The crowd skews American and tends to run older than European lifestyle venues, mid-40s to 60s being the core demographic. Weeklong takeover events run throughout the year with specific themes and slightly different energy depending on the group. Worth researching which week you book.

Lifestyle resorts in Spain

Spain has become the main destination for UK couples looking for sun with their lifestyle travel, and for good reason.

Gran Canaria has established lifestyle resorts that operate year-round thanks to the climate. Mallorca has a handful of excellent options with pools, saunas, outdoor spaces, and nightclub facilities all on site. The appeal of the Spanish resort model is the integration: you stay on site, you eat there, you socialise there, you don't have to navigate an unfamiliar city to find your way to a club. Everything is contained and everyone there is there for the same reason.

Prices at the better Spanish lifestyle resorts run from around 100 to 200 euros per night depending on the property and the season. Not cheap, but comparable to a decent normal hotel, and the experience is completely different.

Lifestyle cruises

This one surprises people but the lifestyle cruise scene is real, well-established, and genuinely popular.

Dedicated lifestyle cruises charter full ships and sail Mediterranean or Caribbean routes with entirely lifestyle-oriented passenger lists. The Royal Caribbean charter that made news carried around 6,600 lifestyle-minded passengers, including a significant number of Australians and Europeans. On a smaller scale, more curated lifestyle cruise events sail regularly throughout the year.

The appeal is fairly obvious. You're contained in a beautiful setting, the social circle is naturally managed by the size of the ship, the days give you port calls and normal holiday activities, and the evenings are whatever you want them to be. Regular cruisers in the lifestyle tend to be evangelical about it as a format.

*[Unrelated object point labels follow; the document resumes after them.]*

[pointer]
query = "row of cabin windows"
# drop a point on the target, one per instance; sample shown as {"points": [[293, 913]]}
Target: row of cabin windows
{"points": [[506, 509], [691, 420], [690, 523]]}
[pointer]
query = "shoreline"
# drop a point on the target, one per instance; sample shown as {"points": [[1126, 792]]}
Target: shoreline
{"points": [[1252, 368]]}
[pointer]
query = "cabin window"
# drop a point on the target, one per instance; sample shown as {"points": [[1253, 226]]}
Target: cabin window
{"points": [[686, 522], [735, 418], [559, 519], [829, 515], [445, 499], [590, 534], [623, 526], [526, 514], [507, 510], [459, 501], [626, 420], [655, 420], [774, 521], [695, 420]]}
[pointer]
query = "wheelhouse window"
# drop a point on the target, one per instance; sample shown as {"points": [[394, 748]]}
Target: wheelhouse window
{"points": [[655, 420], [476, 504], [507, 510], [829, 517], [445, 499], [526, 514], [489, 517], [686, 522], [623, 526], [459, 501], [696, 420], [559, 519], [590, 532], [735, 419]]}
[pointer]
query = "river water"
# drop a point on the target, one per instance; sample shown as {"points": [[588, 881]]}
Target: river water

Swinger events and festivals

Beyond fixed venues, the calendar of lifestyle events across Europe and beyond is genuinely packed.

In the UK, Swingathon in Lincolnshire pulled over 1,000 attendees in 2024 and has been growing every year. It's a four-day camping and festival event that covers a lot more than just the lifestyle but the lifestyle community makes up a core part of it.

In Germany, Venus Berlin in October draws lifestyle couples from across Europe alongside the mainstream erotic expo that surrounds it.

Across the US, large lifestyle conventions run several times a year in Florida and Las Vegas with attendance in the hundreds to thousands. The Naughty in N'awlins event in New Orleans is one of the best known and draws an international crowd.

A note on booking

Lifestyle travel requires slightly different research than regular holiday booking. Most venues and events don't advertise on mainstream travel sites. You typically need to find them through lifestyle communities, dedicated booking sites, or word of mouth from people who've been.

Which is exactly why being part of an active lifestyle community before you start planning makes the whole thing easier. The recommendations you get from couples who've actually been somewhere are worth far more than any review site.